Churchill's Angels by O'Connor Bernard

Churchill's Angels by O'Connor Bernard

Author:O'Connor, Bernard
Language: eng
Format: epub
Publisher: Amberley Publishing
Published: 2012-12-18T16:00:00+00:00


5

Operations to Support D-Day,

6 June 1944 to March 1945

Once the Allies landed in Normandy on 6 June 1944 and the Americans and French landed on the Mediterranean coast in August, a two-pronged attack on the German forces began, in the planned liberation of France. Necessarily, there were also plans to liberate the Low Countries. Although more women were sent into France to replace lost wireless operators and couriers, there were rather different missions for the women trained to be sent into Belgium and Holland. There was a plan to rescue Prince Charles, King Leopold’s brother, and bring him back to England and propaganda missions to undermine German morale. One woman was sent into Yugoslavia to work with SOE agents already in place helping General Tito.

Ginette Jullian

Lieutenant Ginette Jullian, codenamed ‘Adèle’, was dropped from a Carpetbagger Liberator in the early hours of the morning on 7 June 1944, the day after D-Day. She and three other SOE agents landed in a field six kilometres north-east of Saint-Viatre-les-Tannieres in the Loir and Cher department. Her companions were Gérard Dedieu, her organiser, Yvan Galliard, and Henri Fucs.

Born in Montpellier on 3 December 1917 to French parents, nothing has come to light about her early life. Maybe she was the Ginette referred to as the courier helping on the Marie-Claire escape line. It is possible that she escorted escaped prisoners and other evaders over the Pyrénées and came to Britain with them. According to Escott, she was the last woman to be recruited by the SOE. Given a commission in the FANY, she underwent parachute training at Ringway and, one imagines, training in clandestine warfare at Beaulieu.
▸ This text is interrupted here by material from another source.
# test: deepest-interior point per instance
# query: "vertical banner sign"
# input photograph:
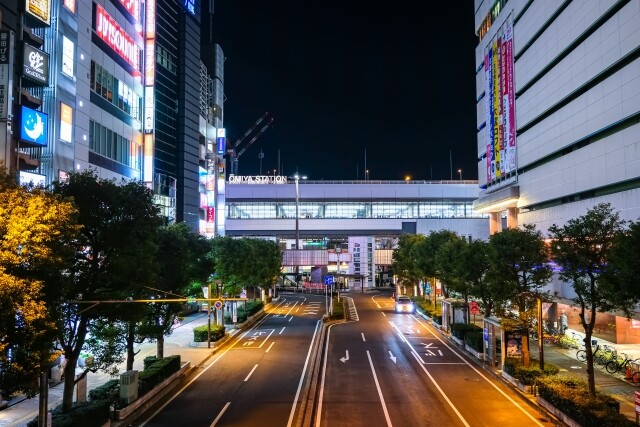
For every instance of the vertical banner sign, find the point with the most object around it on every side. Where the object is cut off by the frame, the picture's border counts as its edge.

As she was sent as a wireless operator, she probably spent time at Thame Park. She was perhaps the luckiest of the wireless operators as she was sent with the latest model – a Mark III transceiver which weighed less than nine pounds in its suitcase. Her mission was to assist Dedieu in setting up the PERMIT network in the area of the Somme with a base at Amiens. Unusually, they were the only French-speaking team sent into France. Dedieu had been a schoolmaster and a member of the Resistance who had been arrested and imprisoned at Eysses. When he and twenty other prisoners escaped in January 1944, he and other escapees were escorted over the Pyrénées, arriving in Britain in March 1944.
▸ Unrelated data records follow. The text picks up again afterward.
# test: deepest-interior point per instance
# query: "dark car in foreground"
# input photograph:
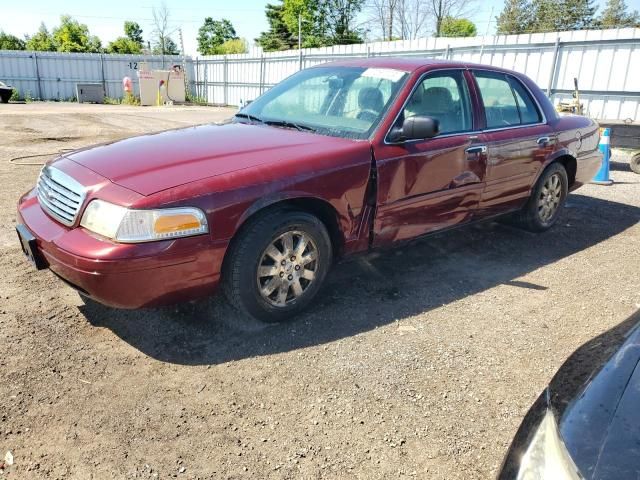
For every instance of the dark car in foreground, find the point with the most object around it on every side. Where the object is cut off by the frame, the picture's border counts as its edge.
(586, 424)
(335, 160)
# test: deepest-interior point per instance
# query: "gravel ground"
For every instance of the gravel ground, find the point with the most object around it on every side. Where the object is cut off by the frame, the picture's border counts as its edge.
(414, 363)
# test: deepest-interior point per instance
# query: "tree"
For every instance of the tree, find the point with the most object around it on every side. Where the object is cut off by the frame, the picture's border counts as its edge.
(133, 31)
(130, 43)
(168, 48)
(324, 22)
(412, 19)
(162, 42)
(42, 41)
(339, 16)
(515, 18)
(615, 15)
(457, 27)
(10, 42)
(441, 9)
(124, 45)
(278, 37)
(577, 14)
(72, 36)
(553, 15)
(233, 46)
(383, 14)
(213, 34)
On their return, the situation was highly dangerous. Many SOE networks had been infiltrated by the Gestapo and new ones were needed. Much of northern France was in chaos with Allied and German troops in conflict and people fleeing the combat zones.

When they landed, Ginette’s transceiver was confiscated by the reception committee organised by Hutton, codenamed ‘Antoine’. He suggested that such a small suitcase would cause suspicion if she carried it around with her in Paris. However, she was allowed to keep her crystals but this meant she had to find another set if she was to be able to transmit.

Arriving in Paris, they found that all their contacts had moved, leaving no forwarding addresses.